Refugee families and independent groups are preserving the memories of Partition with priceless objects brought from across the India-Pakistan border in 1947
Refugee families and independent groups are preserving the memories of Partition with priceless objects brought from across the India-Pakistan border in 1947
My first memory of the 1947 Partition is a borrowed one, of a James Hinks and Son oil lamp that sits next to my grandfather’s unframed, monochromatic photograph (dated September 3, 1933) with Thakar & Co, Karachi engraved on it. My grandmother, or biji as we called her, would always begin her Partition story with the lamp’s missing handle, which broke accidently on the day she left Karachi with her husband and a five-year-old daughter.

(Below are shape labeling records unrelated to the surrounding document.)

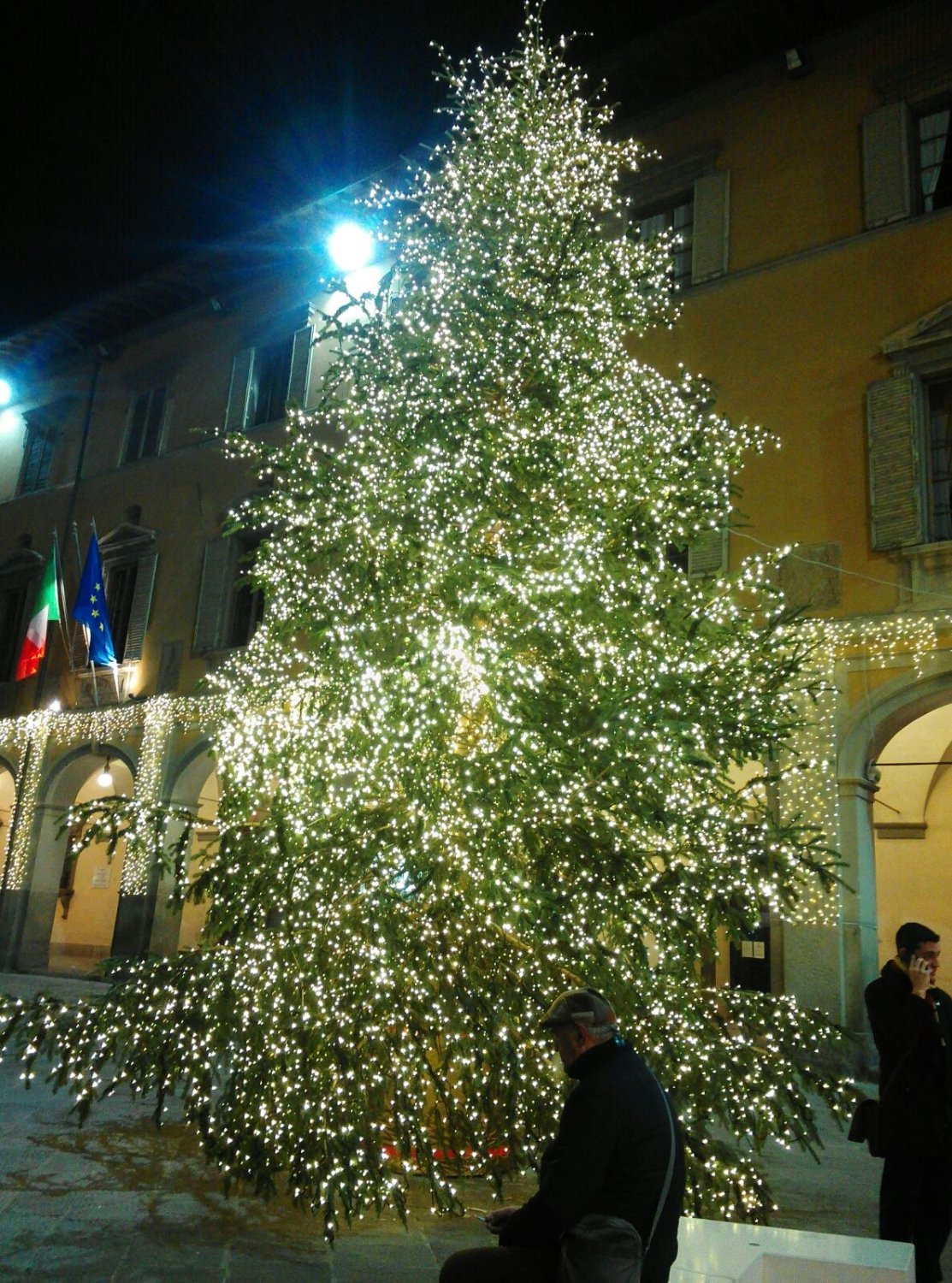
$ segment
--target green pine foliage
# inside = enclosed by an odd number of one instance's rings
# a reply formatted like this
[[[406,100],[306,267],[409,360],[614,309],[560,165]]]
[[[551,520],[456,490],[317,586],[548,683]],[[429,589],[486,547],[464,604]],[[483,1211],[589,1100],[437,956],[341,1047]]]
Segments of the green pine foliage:
[[[766,767],[738,783],[794,743],[801,630],[769,566],[683,557],[763,438],[630,354],[671,319],[670,245],[626,234],[639,148],[539,13],[445,74],[319,405],[234,445],[269,480],[240,513],[268,611],[216,679],[205,944],[99,1006],[8,1003],[6,1038],[82,1107],[180,1094],[227,1180],[332,1227],[414,1171],[453,1209],[458,1175],[531,1165],[563,1091],[536,1020],[593,984],[674,1092],[689,1207],[758,1219],[758,1148],[842,1106],[822,1016],[710,981],[718,938],[834,880]]]

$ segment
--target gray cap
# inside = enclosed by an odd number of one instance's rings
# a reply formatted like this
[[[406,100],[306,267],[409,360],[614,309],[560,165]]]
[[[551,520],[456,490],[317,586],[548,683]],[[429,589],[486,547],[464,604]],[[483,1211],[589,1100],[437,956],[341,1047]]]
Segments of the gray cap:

She was six months pregnant then.
In great detail, she would explain how she hurriedly packed all her belongings in a trunk and took the lamp along when my grandfather’s friend and colleague at the Royal Air Force cautioned them about the possibility of riots spreading to Karachi. “It was a timely escape. The situation in Karachi worsened after we’d left,” she said, blessing and thanking the Muslim man who guarded them, along with two Sikh and Hindu families, through their journey to the port.
The lamp was a symbol of hope and resilience, but the Partition wasn’t. “Wealth can be made again, but the dead cannot be brought back,” she said, talking about the dear ones she had lost.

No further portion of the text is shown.